---
tags: RISCV, jserv,Computer Architecture 2022
---
###### tags: `111-1`
# Assignment 2 : RISC-V Toolchain
> avoid heavy memory access duplicated code
> coner cases
## Question selection
* This question is done by [吳宇晨](https://hackmd.io/@bcQ6fpRFSRW8UlMXdeUoiQ/ByXg5nLZs) (latter denoted as Wu)in Assignment 1.
* Motivation
* I saw the screenshot of the execution info. and I see the CPI is quite low so I was curious about how he manage to achieve this performance.
## Question description
> * You are given a 0-indexed integer array nums and a target element target.
> * A target index is an index i such that nums[i] == target.

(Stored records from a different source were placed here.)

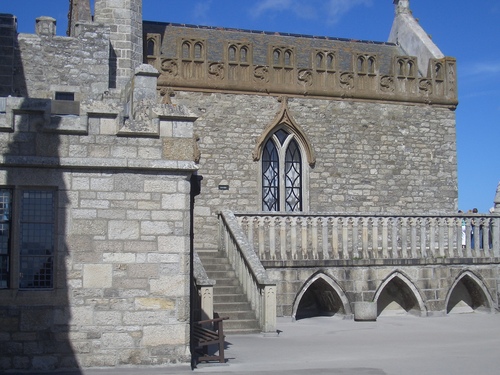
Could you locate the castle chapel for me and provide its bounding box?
[0,0,500,371]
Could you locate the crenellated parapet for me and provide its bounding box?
[144,22,457,107]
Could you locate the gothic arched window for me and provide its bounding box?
[262,128,303,212]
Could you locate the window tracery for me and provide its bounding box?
[253,98,315,212]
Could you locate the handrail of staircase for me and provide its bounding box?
[193,251,215,320]
[218,210,276,333]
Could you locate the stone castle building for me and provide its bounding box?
[0,0,500,370]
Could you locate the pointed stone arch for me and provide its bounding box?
[445,270,494,314]
[373,271,427,316]
[252,97,316,166]
[292,272,352,320]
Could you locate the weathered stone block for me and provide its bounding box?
[354,302,377,321]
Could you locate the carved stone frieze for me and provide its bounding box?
[380,76,396,92]
[339,72,354,90]
[418,78,432,96]
[145,25,457,107]
[253,66,269,83]
[208,63,224,79]
[297,69,313,86]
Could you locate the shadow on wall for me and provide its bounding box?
[0,15,81,374]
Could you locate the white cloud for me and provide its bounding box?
[326,0,372,23]
[459,61,500,78]
[193,0,212,23]
[252,0,373,24]
[253,0,316,18]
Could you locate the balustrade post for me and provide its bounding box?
[361,217,369,259]
[349,217,359,259]
[410,217,418,259]
[420,218,429,258]
[391,217,399,259]
[446,217,456,258]
[480,217,491,257]
[400,217,408,259]
[492,216,500,257]
[321,217,330,259]
[261,285,276,333]
[269,217,276,260]
[342,217,349,259]
[438,218,445,257]
[290,217,298,260]
[455,218,465,258]
[300,218,308,259]
[371,217,383,258]
[330,217,339,259]
[311,217,319,259]
[382,217,389,258]
[429,217,436,258]
[258,217,266,259]
[472,217,481,256]
[465,217,473,258]
[247,217,257,249]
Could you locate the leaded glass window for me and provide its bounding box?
[262,129,302,212]
[19,190,55,289]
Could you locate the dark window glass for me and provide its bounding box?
[19,190,55,289]
[262,139,279,211]
[262,129,303,212]
[285,140,302,212]
[55,91,75,101]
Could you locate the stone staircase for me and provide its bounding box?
[198,251,260,333]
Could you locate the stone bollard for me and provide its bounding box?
[354,302,377,322]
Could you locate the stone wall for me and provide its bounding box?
[172,92,457,249]
[266,261,500,317]
[0,92,196,370]
[13,18,110,101]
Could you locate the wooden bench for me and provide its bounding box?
[193,317,229,363]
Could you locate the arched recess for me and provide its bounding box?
[374,271,427,316]
[252,97,316,166]
[446,270,494,314]
[292,272,352,320]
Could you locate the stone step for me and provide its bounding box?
[217,310,257,321]
[214,301,252,316]
[205,269,236,280]
[198,251,260,333]
[214,292,247,304]
[203,264,233,273]
[214,284,243,296]
[224,319,260,333]
[215,278,241,287]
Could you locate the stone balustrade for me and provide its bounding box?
[219,211,276,333]
[236,212,500,266]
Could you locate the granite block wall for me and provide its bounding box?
[172,92,457,253]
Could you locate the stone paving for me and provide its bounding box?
[8,313,500,375]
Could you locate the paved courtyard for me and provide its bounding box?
[195,313,500,375]
[7,313,500,375]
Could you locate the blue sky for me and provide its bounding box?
[0,0,500,212]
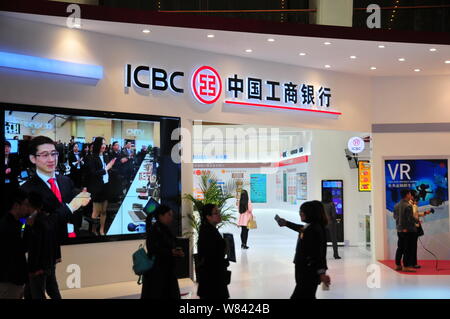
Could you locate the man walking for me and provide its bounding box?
[394,189,417,272]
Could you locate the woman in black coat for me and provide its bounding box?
[67,143,84,188]
[197,204,231,299]
[88,137,116,236]
[278,200,331,299]
[141,205,184,299]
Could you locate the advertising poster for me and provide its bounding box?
[288,169,297,205]
[385,159,450,259]
[297,173,308,200]
[250,174,267,203]
[358,161,372,192]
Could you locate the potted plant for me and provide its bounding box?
[183,173,236,277]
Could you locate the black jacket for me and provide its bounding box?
[197,222,230,299]
[120,147,134,176]
[0,213,27,285]
[88,155,109,193]
[67,151,84,173]
[287,222,328,274]
[141,220,181,299]
[21,175,77,250]
[24,211,60,273]
[4,154,20,188]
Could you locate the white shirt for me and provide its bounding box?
[99,155,109,184]
[36,169,61,192]
[72,153,80,169]
[36,169,73,213]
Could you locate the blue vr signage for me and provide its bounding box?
[0,52,103,80]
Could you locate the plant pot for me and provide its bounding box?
[194,254,199,282]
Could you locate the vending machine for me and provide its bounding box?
[322,179,344,243]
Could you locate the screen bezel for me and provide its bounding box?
[0,102,181,245]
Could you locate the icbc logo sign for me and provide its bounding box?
[192,66,222,104]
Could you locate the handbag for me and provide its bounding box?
[133,244,155,285]
[247,218,258,229]
[225,270,231,286]
[417,223,425,237]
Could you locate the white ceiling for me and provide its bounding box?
[0,12,450,76]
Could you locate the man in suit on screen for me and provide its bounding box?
[22,136,90,299]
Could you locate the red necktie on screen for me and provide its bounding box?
[47,178,62,203]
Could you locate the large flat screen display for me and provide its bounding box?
[0,103,181,244]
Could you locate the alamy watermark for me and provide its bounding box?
[366,264,381,289]
[66,3,81,29]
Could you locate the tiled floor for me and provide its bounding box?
[62,234,450,299]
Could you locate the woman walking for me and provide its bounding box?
[238,189,253,249]
[277,200,331,299]
[197,204,231,299]
[141,205,184,300]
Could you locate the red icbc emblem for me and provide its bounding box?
[192,66,222,104]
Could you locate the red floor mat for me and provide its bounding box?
[379,260,450,276]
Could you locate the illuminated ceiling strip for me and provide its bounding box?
[225,101,342,115]
[0,52,103,80]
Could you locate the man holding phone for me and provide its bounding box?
[21,136,91,299]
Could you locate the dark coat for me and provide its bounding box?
[67,151,84,188]
[0,154,20,218]
[88,155,109,200]
[24,211,60,273]
[5,154,20,188]
[0,213,27,285]
[141,221,181,299]
[21,175,77,250]
[287,222,328,299]
[197,222,230,299]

> * Return a list of the target indices of nums after sorting nums in non-decreasing order. If there are no target indices, return an empty list. The returned list must be sorted in increasing order
* constraits
* 1 <= `nums.length` <= 100
* 1 <= `nums[i]`, `target` <= 100
## I try to re-implement the Wu's idea in C
>* First I sorted the input with Bubble sort, after that, I got a sorted vector.
>* Then I compare the target number and the number in the vector, if they matched then I append the index of the number into the vector ‘out’.
> * The bool ‘flag’ is detecting whether I find the number, after I find the target first time, I set the flag to 1.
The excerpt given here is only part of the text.